CVE-2024-55579 is a vulnerability discovered in Qlik Sense Enterprise for Windows, affecting versions prior to the November 2024 IR and multiple earlier patches. The vulnerability allows an unprivileged user with network access to create connection objects that can trigger the execution of arbitrary executable files (EXE). This means an attacker who can interact with the system over the network, without needing any prior authentication, can craft connection objects that cause the system to run malicious code. The vulnerability stems from improper authorization controls (CWE-863), where the system fails to adequately restrict the creation of connection objects to privileged users only. Exploitation requires user interaction, likely involving the acceptance or triggering of the malicious connection object. The CVSS v3.1 base score is 8.8, reflecting high severity due to the potential for remote code execution, high impact on confidentiality, integrity, and availability, and the lack of required privileges for exploitation. The vulnerability has been addressed in multiple patches, including the November 2024 IR, May 2024 Patch 10, and several earlier patches dating back to February 2023. No known exploits have been reported in the wild yet, but the risk remains significant given the ease of exploitation and the critical nature of the affected software.

The vulnerability poses a serious risk to organizations using Qlik Sense Enterprise for Windows, especially those with network-exposed instances. An attacker exploiting this flaw can execute arbitrary code remotely, potentially leading to full system compromise. This can result in unauthorized data access, data manipulation, disruption of business intelligence operations, and lateral movement within the network. The high impact on confidentiality, integrity, and availability means sensitive business data and analytics could be exposed or corrupted, undermining decision-making processes. Additionally, the ability to execute arbitrary EXE files could allow attackers to deploy malware, ransomware, or establish persistent backdoors. Organizations in sectors relying heavily on Qlik Sense for data analytics—such as finance, healthcare, manufacturing, and government—face increased operational and reputational risks. The lack of required privileges lowers the barrier for attackers, increasing the likelihood of exploitation if patches are not applied promptly.

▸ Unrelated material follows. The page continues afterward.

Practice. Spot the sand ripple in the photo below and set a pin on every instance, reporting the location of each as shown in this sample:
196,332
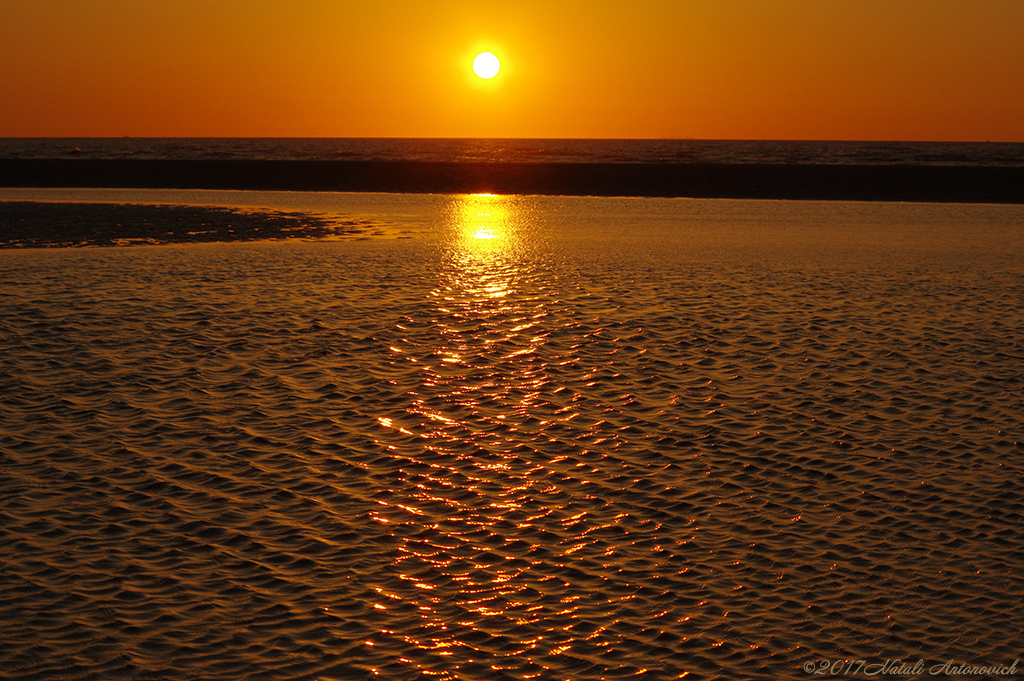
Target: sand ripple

To mitigate this vulnerability, organizations should immediately apply the latest security patches provided by Qlik, specifically the November 2024 IR or any of the earlier patches mentioned (May 2024 Patch 10, February 2024 Patch 14, etc.). Network segmentation should be employed to restrict access to Qlik Sense Enterprise servers only to trusted users and systems. Implement strict monitoring and alerting for unusual creation of connection objects or execution of unexpected EXE files within the Qlik environment. Employ application whitelisting to prevent unauthorized executables from running. User interaction required for exploitation suggests that user training and awareness about suspicious prompts or connection requests can reduce risk. Additionally, review and harden access controls to limit who can create or modify connection objects. Regularly audit Qlik Sense configurations and logs for signs of exploitation attempts. Consider deploying endpoint detection and response (EDR) solutions to detect and block malicious activities related to this vulnerability.